Il punto centrale resta il possibile collegamento tra il decesso e un raggiro ai danni dell'anziano.

Le indagini sul ruolo del badante

Le verifiche riguardano anche il badante dell'89enne. L'assistente sarebbe stato indotto da ignoti a recarsi a Orvieto dai Carabinieri. Dopo il suo arrivo, i militari hanno avvisato il figlio dell'anziano, che si è recato nell'abitazione e ha trovato il padre morto.

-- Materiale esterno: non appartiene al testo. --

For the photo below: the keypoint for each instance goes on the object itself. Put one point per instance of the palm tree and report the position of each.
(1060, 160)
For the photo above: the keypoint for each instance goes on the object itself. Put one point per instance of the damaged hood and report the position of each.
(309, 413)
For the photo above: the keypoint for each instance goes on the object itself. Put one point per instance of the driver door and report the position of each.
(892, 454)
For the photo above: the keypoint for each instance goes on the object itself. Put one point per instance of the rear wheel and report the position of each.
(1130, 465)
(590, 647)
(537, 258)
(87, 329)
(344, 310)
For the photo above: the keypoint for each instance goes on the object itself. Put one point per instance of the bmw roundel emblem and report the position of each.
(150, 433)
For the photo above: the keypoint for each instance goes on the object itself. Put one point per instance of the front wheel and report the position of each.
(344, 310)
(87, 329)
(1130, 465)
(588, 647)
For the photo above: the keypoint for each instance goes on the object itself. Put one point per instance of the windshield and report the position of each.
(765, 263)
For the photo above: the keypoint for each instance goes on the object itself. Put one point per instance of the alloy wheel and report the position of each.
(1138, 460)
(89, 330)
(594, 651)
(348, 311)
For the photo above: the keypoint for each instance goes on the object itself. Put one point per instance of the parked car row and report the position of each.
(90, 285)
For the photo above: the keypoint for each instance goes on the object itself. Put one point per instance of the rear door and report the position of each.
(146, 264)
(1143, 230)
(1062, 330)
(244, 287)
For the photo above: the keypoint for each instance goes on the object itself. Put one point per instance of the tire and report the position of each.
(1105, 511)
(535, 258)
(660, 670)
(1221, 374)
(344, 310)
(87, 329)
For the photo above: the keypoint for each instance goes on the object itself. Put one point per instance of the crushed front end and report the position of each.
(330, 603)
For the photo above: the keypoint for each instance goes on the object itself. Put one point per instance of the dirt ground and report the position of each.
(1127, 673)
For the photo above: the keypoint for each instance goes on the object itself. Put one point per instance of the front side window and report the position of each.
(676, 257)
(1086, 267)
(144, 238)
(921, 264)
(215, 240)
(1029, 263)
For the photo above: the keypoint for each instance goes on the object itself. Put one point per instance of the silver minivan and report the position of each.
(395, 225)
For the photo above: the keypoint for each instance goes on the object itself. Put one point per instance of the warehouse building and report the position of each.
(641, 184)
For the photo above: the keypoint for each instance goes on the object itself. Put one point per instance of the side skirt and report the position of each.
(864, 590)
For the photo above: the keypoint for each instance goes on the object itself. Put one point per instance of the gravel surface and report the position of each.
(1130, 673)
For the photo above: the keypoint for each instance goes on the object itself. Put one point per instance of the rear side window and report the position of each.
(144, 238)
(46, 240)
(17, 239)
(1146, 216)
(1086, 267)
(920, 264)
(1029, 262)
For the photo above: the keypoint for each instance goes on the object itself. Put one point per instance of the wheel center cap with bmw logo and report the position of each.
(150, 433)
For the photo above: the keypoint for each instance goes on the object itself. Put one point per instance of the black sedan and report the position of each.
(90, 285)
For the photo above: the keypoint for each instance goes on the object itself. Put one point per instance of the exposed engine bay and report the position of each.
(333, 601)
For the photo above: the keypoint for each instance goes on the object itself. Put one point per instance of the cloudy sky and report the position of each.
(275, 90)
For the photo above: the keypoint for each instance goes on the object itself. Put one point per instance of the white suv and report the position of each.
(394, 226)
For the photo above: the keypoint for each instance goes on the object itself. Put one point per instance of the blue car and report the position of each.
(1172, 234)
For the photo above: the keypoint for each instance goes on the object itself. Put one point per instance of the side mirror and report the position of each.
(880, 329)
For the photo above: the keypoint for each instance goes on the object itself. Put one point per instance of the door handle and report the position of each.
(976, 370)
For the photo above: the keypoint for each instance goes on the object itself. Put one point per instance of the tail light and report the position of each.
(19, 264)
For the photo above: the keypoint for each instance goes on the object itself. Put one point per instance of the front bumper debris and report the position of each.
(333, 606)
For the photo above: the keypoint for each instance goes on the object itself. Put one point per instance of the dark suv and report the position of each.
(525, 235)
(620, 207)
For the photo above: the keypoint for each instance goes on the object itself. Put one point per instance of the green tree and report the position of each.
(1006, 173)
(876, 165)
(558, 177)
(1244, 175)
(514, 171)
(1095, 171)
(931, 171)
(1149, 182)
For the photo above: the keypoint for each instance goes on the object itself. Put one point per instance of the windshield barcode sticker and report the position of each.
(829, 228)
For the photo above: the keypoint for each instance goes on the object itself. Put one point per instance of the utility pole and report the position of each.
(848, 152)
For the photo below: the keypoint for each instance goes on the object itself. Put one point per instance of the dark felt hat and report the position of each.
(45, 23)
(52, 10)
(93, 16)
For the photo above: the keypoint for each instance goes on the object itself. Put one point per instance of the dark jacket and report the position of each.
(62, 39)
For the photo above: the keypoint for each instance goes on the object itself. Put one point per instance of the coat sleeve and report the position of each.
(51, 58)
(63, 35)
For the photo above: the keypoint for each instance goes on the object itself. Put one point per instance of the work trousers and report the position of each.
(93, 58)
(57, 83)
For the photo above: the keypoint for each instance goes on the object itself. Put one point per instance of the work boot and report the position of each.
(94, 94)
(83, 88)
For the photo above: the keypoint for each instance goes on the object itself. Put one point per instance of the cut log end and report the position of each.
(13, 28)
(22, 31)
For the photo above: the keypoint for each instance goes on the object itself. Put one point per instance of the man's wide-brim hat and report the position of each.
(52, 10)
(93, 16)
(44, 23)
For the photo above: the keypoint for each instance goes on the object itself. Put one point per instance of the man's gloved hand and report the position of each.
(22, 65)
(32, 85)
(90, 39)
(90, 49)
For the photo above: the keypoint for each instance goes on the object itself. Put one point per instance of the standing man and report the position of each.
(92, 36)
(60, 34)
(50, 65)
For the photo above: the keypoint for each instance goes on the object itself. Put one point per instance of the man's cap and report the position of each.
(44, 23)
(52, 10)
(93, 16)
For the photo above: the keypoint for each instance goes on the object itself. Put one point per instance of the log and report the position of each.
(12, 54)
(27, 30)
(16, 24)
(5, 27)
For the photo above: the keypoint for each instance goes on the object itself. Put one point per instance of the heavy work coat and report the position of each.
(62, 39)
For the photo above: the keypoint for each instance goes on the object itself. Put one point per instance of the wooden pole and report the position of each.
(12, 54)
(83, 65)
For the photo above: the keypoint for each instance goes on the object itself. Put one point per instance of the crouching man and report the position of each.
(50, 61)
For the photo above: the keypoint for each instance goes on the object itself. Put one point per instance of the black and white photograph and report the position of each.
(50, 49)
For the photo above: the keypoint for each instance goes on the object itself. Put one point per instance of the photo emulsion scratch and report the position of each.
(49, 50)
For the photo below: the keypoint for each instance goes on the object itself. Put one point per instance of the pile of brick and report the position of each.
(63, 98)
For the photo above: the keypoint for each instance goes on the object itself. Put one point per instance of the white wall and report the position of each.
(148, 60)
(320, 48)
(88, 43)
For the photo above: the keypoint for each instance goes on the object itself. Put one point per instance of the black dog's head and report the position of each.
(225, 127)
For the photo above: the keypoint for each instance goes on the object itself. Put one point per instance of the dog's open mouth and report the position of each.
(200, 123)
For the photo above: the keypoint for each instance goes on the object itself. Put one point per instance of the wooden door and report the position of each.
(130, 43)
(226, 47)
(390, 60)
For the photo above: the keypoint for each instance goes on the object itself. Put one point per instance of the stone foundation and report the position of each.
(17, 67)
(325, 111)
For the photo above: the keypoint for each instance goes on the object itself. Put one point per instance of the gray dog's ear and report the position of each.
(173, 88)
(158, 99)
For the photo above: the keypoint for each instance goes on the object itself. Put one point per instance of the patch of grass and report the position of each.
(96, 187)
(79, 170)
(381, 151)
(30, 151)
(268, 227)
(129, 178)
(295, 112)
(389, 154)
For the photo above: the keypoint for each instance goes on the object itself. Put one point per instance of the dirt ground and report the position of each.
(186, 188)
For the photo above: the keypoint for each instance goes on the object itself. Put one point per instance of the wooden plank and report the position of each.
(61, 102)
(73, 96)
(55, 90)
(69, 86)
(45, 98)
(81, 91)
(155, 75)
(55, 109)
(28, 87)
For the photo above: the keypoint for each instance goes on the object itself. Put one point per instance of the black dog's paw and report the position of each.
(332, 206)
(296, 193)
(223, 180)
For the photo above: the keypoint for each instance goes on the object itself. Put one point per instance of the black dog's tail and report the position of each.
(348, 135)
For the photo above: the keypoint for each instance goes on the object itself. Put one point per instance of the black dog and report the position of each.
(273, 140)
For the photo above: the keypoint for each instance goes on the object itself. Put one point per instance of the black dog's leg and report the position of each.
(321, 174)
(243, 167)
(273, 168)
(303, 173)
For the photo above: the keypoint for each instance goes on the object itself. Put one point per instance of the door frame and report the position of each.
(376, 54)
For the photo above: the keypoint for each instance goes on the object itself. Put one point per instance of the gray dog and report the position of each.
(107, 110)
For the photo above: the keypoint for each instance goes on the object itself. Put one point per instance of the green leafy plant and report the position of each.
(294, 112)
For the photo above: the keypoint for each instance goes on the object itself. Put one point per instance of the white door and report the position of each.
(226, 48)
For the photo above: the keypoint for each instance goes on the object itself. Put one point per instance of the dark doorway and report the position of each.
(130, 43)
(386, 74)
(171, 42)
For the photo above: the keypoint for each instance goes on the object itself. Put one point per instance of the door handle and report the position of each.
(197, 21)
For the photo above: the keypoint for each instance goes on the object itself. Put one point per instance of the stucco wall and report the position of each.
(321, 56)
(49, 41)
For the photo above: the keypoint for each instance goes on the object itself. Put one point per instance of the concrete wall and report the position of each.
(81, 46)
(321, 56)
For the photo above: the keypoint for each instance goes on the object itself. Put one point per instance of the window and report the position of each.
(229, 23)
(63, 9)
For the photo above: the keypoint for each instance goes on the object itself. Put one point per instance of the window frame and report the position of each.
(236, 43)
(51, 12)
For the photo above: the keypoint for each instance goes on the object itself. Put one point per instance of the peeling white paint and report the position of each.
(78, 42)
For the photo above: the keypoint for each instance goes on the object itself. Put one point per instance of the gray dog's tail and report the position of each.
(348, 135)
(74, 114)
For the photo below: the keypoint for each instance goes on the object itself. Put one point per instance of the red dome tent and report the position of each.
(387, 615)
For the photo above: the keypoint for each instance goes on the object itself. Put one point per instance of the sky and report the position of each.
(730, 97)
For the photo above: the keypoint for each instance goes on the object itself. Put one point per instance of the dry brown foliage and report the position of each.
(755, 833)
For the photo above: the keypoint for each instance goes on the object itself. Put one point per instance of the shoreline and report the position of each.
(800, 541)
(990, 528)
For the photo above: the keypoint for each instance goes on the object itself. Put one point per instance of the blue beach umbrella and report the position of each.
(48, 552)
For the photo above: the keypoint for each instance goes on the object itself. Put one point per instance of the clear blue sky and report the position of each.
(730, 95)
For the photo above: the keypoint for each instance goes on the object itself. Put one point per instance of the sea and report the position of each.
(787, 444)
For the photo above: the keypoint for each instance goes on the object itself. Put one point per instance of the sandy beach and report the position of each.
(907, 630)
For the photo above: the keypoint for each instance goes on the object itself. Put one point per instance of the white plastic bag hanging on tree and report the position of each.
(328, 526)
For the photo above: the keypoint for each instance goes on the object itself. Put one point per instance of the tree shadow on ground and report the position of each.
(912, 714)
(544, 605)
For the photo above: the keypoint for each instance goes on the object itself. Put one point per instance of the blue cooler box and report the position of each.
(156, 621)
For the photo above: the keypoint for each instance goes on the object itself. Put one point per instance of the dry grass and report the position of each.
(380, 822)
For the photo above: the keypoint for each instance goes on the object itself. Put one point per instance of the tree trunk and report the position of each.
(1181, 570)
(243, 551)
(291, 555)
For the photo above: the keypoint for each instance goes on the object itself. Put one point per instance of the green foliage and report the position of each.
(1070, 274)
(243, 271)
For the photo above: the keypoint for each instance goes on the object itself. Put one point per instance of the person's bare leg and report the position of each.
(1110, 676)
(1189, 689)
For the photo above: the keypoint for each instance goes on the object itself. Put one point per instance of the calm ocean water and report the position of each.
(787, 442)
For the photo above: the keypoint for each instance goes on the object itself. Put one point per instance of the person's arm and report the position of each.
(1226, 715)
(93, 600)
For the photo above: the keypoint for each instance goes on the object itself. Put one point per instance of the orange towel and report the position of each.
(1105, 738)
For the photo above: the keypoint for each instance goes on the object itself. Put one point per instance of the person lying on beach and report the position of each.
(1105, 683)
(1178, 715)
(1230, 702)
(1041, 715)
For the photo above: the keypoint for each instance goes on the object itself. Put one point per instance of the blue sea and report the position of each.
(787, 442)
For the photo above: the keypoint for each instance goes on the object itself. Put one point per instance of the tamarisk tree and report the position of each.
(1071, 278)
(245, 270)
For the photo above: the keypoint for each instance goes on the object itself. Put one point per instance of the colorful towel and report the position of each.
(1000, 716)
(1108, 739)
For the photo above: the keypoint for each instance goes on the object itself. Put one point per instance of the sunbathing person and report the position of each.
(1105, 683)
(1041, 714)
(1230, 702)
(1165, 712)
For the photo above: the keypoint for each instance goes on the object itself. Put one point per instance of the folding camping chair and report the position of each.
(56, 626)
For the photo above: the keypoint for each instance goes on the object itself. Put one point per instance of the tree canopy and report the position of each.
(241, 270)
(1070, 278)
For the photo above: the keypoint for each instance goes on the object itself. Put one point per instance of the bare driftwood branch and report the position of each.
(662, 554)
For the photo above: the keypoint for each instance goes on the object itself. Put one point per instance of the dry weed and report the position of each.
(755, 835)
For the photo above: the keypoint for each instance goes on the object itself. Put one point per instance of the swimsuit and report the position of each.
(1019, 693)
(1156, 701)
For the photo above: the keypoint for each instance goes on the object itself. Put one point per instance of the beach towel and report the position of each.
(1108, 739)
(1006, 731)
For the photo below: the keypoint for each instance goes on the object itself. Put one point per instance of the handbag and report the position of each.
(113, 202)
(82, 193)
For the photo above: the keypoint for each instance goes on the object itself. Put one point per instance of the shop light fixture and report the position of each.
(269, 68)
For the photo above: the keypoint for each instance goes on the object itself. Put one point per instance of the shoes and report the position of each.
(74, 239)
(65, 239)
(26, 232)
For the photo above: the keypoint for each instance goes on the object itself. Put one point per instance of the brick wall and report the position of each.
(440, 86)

Gli accertamenti mirano a ricostruire le ore precedenti al ritrovamento del corpo. Il fascicolo contro ignoti indica che gli inquirenti cercano di identificare le persone coinvolte nel tentativo di truffa e chiarire il nesso tra il presunto raggiro e il decesso dell'89enne.

Il fenomeno delle truffe agli anziani

Le truffe rivolte a persone fragili o anziane prevedono schemi in cui i truffatori cercano di ottenere fiducia tramite telefonate, false identità o riferimenti a familiari in difficoltà. Casi ricorrenti includono contatti da falsi appartenenti alle forze dell'ordine o falsi avvocati, con richieste di denaro per presunte emergenze che coinvolgerebbero parenti della vittima.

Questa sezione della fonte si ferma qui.